Kyle Beshears: I think one of the last things you want to do is to reduce Christianity down to some kind of ornament that you add to your life to try to bring you happiness by your own definition, that is not going to go very well. I think we've tried that in decades past, and we've seen the result. At the same time, there is a universal longing in all humans for joy. And this is the big thing that I advocate for in the book. I'm not going to say what is the opposite of apathy, but I will say that at least part of the opposite of apathy is a joy-filled fervor for God. So with that said, to present Christianity as a desirable faith is to point out that one of the blessings that comes from a life spent in Christ and dwelled by the Holy Spirit worshiping the Father is one that gifts us with a joy that is powerful and permanent, more powerful and more permanent than any other kind of happiness or joy that we could find in the created order.

I mean, that's the big problem that we all have and Christians included is that we try to find our primary sources of joy in the creation, whether that's in relationships, hobbies, things, ideas internally to ourselves, but over and over and over again, throughout Scripture, even though there are glimpses of happiness and joy that we see in the created order, the fountainhead of our joy comes from the creator. It comes from God himself. And so one of the questions we can ask an apatheist is what is your greatest source of joy? Inevitably, it's going to come from the created order, and the uncomfortable question that we have to ask them, and even ourselves is what happens when that joy bringer ceases to bring joy. The Bible kind of breaks joy up into two categories that we have joy because of God, what he has done, his person and work, the sacrifice of his son and resurrection, the indwelling of the Holy Spirit.

And there's a joy that comes in spite of the fallen state of the world, sorrow, sin and death. And that's the joy that's foreign to us and can only be sourced in God. I think also, so you could go too far in one direction, like you're pointing out, okay. Then Christianity is just going to be something that can... it positively bring me joy, but what do we do with eternal consequences for the rejection of the gospel? And I think that's a really good question to ask.
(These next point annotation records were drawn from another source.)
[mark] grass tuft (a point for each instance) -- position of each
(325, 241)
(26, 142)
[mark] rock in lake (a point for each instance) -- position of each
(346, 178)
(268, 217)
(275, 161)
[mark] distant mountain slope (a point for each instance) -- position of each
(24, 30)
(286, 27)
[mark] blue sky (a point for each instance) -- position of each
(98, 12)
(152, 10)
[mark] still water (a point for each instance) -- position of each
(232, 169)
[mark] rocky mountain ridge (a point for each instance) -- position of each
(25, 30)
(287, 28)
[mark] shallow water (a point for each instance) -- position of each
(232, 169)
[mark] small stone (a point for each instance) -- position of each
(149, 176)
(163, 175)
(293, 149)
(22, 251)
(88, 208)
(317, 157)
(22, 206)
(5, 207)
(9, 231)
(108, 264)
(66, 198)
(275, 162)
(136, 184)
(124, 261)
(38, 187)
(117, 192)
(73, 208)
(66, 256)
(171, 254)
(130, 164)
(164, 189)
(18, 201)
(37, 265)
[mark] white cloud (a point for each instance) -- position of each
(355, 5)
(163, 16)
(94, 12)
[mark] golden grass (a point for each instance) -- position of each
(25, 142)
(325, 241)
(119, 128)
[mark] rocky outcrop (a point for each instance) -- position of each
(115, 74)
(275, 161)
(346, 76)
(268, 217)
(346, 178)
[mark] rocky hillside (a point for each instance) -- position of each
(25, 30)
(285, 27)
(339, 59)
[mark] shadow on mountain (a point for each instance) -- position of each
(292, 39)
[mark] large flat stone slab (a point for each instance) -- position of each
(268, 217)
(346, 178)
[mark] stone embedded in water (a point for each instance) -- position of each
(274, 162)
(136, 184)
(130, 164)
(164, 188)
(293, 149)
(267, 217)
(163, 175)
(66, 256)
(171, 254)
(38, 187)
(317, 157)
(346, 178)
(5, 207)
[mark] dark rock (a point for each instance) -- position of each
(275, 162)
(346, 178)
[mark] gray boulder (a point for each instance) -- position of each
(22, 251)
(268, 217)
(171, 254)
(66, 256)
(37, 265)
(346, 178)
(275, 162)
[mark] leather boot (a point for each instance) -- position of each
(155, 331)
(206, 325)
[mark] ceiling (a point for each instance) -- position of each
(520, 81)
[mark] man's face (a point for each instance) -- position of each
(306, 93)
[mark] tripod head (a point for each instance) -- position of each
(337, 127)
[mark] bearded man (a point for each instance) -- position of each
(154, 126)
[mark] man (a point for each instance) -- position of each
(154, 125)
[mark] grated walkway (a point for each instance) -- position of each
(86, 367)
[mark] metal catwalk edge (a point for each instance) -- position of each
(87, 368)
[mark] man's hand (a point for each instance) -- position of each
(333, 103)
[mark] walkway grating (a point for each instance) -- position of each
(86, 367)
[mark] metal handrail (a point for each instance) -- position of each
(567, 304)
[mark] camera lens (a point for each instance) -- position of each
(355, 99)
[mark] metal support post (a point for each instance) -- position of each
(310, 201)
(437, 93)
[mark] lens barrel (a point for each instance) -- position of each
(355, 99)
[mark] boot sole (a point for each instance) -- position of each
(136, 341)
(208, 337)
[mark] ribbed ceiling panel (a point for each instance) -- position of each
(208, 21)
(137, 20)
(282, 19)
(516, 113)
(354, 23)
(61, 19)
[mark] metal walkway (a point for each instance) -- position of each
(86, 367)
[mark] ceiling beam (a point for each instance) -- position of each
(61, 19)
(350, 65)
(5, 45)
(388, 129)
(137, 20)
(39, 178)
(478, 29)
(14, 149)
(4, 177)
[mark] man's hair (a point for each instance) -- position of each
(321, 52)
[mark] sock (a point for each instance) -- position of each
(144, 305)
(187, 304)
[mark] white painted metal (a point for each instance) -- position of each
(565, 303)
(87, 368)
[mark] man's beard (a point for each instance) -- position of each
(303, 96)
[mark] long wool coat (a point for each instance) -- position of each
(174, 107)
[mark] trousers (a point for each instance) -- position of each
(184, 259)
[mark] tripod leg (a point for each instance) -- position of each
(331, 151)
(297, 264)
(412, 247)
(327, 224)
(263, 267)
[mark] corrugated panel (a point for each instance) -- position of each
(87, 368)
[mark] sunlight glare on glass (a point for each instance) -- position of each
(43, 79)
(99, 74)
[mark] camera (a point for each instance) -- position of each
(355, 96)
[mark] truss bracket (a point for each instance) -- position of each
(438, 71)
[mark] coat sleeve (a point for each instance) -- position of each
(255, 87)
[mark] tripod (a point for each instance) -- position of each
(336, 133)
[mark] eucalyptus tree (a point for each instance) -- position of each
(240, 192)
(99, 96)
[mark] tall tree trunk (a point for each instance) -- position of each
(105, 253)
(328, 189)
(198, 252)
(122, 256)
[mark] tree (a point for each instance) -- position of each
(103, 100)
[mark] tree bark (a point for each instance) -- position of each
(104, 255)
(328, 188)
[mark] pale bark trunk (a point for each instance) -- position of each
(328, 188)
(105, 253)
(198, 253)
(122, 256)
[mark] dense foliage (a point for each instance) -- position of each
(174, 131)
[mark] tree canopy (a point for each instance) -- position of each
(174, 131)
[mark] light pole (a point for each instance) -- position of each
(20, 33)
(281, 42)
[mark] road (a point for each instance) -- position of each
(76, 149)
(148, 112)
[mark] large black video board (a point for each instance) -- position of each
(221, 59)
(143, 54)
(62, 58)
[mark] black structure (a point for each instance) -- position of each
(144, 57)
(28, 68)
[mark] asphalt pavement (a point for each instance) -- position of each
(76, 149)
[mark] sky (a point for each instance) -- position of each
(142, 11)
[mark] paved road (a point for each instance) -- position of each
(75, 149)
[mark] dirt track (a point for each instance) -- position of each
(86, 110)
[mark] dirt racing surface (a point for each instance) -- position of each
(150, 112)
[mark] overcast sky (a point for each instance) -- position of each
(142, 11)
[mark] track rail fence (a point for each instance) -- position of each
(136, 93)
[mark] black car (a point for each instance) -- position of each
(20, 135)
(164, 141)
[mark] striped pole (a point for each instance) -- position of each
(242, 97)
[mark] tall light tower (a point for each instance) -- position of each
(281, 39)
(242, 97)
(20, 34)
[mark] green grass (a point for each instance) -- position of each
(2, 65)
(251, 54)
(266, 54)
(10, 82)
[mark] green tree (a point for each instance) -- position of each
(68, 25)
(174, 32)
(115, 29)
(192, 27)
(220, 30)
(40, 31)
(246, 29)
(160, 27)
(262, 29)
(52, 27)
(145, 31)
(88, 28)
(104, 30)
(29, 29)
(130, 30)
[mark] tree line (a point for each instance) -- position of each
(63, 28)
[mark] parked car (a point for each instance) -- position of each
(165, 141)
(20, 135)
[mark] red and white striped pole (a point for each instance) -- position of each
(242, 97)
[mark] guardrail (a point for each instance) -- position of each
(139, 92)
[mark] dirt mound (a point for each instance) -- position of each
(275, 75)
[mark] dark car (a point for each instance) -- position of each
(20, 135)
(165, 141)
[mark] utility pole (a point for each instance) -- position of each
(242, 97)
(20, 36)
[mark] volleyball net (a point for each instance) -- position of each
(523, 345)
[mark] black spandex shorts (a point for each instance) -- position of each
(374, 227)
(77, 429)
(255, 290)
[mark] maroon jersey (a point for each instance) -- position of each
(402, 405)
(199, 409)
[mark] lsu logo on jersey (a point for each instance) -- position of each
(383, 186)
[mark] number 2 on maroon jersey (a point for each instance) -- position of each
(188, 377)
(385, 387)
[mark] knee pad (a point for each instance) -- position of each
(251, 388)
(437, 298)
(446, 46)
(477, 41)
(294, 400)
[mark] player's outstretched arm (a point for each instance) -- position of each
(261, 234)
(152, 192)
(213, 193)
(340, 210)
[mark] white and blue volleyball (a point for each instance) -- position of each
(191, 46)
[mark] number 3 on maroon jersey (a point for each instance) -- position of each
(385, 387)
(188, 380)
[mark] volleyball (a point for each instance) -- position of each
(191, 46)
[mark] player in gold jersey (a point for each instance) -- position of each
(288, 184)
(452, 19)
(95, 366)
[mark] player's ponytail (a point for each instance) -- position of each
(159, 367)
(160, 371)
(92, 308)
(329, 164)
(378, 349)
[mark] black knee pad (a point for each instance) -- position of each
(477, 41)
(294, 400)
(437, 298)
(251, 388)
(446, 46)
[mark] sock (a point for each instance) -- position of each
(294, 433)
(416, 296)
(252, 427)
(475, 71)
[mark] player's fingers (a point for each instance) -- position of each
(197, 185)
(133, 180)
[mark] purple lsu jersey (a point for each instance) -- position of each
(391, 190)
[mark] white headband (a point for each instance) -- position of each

But it has the same answer that once you truly recognize the depth at which the Son went to rescue you and to redeem you and the unimaginable sacrifice that the Father gave for you and the unimaginable destiny, for those who are outside of his love, the blessing of joy that we receive in this life and will continue throughout eternal life magnifies itself beyond our comprehension. So it's definitely, I think, a balancing act and not something we ought to shy away from, but reducing Christianity to just a set of beliefs, to try to make your life happier and better now, by your definition and by your terms. No, that's definitely not what we should do.

Collin Hansen: My guest on Gospelbound has been Kyle Beshears, his new book, Apatheism: How to Share When They Don't Care, published by B&H. Kyle, final three lightning round. Kyle, where do you find calm in the storm?
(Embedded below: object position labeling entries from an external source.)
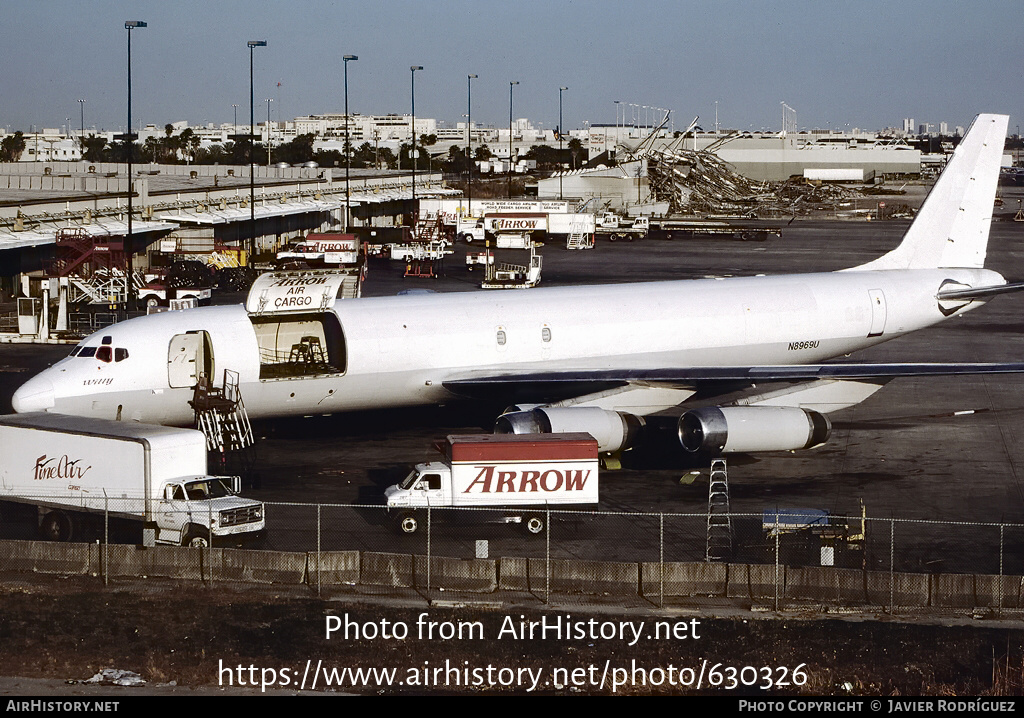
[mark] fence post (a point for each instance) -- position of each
(547, 556)
(107, 539)
(318, 558)
(428, 552)
(776, 559)
(998, 606)
(209, 548)
(660, 541)
(892, 562)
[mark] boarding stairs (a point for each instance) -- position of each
(579, 238)
(221, 416)
(101, 287)
(427, 227)
(429, 245)
(719, 514)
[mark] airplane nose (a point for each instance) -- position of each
(34, 395)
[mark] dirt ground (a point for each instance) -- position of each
(193, 639)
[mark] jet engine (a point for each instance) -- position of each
(725, 429)
(613, 430)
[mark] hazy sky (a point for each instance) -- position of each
(867, 64)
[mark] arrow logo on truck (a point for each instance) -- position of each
(528, 481)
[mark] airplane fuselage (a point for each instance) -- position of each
(395, 351)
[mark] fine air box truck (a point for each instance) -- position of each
(78, 470)
(518, 475)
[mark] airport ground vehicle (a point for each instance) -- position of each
(520, 474)
(77, 470)
(614, 227)
(323, 250)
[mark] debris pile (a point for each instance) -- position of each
(700, 182)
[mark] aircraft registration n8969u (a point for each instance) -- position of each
(299, 351)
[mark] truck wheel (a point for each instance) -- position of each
(535, 524)
(55, 526)
(408, 522)
(195, 539)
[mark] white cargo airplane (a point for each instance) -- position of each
(588, 359)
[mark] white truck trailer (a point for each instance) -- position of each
(519, 475)
(78, 470)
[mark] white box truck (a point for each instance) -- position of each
(76, 470)
(521, 475)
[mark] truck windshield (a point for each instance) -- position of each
(207, 489)
(410, 479)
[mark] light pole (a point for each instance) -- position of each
(469, 138)
(252, 155)
(617, 102)
(268, 100)
(413, 153)
(81, 103)
(560, 89)
(129, 248)
(348, 146)
(511, 85)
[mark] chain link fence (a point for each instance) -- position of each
(770, 560)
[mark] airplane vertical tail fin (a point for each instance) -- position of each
(951, 228)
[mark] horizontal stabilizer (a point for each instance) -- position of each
(980, 292)
(951, 228)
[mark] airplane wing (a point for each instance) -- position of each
(567, 383)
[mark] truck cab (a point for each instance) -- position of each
(197, 508)
(427, 484)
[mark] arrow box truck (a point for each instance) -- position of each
(76, 471)
(518, 475)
Kyle Beshears: Calm in the storm, I find it in Scripture. Specifically, I'm going through the Proverbs right now.

Collin Hansen: It's good spot. A lot of wisdom. Wonderful, wonderful timeless wisdom, divinely, ordained, and inspired wisdom there. Where do you find good news today, Kyle.
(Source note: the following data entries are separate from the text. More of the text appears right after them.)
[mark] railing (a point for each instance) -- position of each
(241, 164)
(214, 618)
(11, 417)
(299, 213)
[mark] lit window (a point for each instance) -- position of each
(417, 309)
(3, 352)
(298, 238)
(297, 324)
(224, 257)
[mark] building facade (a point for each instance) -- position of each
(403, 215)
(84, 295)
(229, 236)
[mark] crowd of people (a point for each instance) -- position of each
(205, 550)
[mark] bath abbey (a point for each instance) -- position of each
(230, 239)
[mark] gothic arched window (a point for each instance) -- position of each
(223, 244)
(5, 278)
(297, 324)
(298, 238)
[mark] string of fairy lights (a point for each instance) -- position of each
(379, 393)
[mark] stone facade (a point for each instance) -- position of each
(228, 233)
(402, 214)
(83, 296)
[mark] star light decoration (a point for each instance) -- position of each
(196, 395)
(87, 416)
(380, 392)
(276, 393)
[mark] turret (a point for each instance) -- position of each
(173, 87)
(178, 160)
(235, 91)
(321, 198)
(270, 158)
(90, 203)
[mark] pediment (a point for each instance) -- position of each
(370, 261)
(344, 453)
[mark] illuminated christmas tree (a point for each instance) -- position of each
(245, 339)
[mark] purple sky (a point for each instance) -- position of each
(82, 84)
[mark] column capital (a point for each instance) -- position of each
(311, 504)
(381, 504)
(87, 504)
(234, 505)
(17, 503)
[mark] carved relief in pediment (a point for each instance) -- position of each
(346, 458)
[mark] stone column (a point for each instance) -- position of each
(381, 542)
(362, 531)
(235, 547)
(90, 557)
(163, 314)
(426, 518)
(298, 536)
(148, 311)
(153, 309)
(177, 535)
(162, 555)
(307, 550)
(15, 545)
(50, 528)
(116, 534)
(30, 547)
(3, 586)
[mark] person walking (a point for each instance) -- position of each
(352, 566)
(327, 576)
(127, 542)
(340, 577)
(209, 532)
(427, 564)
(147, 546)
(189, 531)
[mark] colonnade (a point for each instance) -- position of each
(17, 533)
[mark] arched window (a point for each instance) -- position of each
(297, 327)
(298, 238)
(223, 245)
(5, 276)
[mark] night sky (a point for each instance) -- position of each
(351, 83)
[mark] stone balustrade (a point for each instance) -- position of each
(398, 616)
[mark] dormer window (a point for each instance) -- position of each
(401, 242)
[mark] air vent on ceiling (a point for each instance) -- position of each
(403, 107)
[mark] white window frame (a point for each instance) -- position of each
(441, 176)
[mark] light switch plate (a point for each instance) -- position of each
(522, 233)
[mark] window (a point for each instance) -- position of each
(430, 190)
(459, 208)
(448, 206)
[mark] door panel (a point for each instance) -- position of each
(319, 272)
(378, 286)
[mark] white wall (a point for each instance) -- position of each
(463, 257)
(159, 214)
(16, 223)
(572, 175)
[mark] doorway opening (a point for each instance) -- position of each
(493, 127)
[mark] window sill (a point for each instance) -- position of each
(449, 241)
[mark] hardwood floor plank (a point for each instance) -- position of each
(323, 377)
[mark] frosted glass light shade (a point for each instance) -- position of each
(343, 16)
Kyle Beshears: I'm finding good news right now in the community of our church and stories of God's faithfulness, despite the way that the world is right now and hearing a lot of stories about light and darkness. And that's been a good source for me recently.

Collin Hansen: Last question, Kyle, what's the last great book you read?

Kyle Beshears: You know what? The last book that I thought was great was How (Not) to Be Secular. So I re-read it again, just as the Apatheism book was coming out just to revisit it, and I really enjoy Smith's voice. And he had this uncanny ability of condensing down Taylor's massive tome into bite-size and pretty practical chunks.

Collin Hansen: Very good by Jamie Smith. My guest again, Kyle Beshears Apatheism: How to Share When They Don't Care. Kyle, thanks for joining me on Gospelbound.

Kyle Beshears: Yeah. Thanks for having me.